Figure 2.
Statistical validations and comparisons to single-species expression
networks. A. Meta-gene
permutations. Shown is the number of
meta-gene interactions (y-axis) exceeding a P-value cutoff (x-axis) in networks
constructed from: real meta-genes (blue line), a random distribution (red
line), and randomly permuted meta-genes (green line). P-values are shown in log-scale.
Red arrow denotes P < .05 used in the gene co-expression
network. B. Random Halves. We randomly divided the databases of each
species into two equally sized sets, and then generated new networks derived
from each half of the data for a series of P-values. Shown is the percent of meta-gene pairs with P<p in the first
half that have P<0.05 in the second half, for each P-value p. P-values are shown in log-scale. Three additional randomizations gave
identical results. Red arrow denotes P
< .05 used in the gene co-expression network. C-F. Comparison of multiple species to single-species
expression networks. We constructed a
co-expression network from each species by selecting a Pearson correlation
cutoff of k and linked every pair of genes with a correlation of k or higher.

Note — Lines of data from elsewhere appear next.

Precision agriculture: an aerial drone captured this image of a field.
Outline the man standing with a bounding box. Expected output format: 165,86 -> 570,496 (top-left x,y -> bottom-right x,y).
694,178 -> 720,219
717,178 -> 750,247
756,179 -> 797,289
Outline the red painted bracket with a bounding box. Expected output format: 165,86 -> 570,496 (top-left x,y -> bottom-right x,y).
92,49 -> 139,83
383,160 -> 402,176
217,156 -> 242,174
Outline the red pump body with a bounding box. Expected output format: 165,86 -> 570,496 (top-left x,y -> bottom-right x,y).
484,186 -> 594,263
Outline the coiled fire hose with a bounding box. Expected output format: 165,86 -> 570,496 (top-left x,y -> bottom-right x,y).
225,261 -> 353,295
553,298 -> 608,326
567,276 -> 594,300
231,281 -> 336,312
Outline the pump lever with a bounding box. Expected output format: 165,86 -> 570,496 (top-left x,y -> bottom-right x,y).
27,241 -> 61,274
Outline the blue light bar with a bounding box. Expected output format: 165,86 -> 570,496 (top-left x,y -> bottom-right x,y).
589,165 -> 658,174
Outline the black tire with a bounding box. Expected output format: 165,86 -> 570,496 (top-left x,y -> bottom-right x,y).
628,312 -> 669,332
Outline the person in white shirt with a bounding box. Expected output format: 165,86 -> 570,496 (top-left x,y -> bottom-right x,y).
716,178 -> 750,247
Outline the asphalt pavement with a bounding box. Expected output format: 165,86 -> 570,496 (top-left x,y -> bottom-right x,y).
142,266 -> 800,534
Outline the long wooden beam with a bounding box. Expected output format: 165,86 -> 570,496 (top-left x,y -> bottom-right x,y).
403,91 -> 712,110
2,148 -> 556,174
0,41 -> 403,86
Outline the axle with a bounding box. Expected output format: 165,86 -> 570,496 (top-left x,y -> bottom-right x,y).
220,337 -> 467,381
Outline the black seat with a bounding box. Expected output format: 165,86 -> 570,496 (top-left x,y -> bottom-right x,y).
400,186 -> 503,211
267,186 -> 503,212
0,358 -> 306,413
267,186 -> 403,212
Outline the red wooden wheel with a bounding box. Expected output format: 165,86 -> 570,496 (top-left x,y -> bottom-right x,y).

We re-iterated this procedure at various settings of k to generate expression
networks with differing degrees of coverage and predictive power. We also constructed co-expression networks
from multiple species as described above, using not only the cutoff of P <
.05 used in the network discussed above but for varying P-values. Shown is a comparison of all methods in
terms of their ability to predict functional categories from KEGG. For each functional category, we combined
the neighbors in the network of all genes from the category, and plotted the
percent of genes from the category that were included (x-axis; coverage) versus
the percent of interactions that were between two genes in that category
(y-axis; accuracy). We varied the
Pearson threshold for constructing the network in each case to obtain different
networks that result in different coverage and accuracy.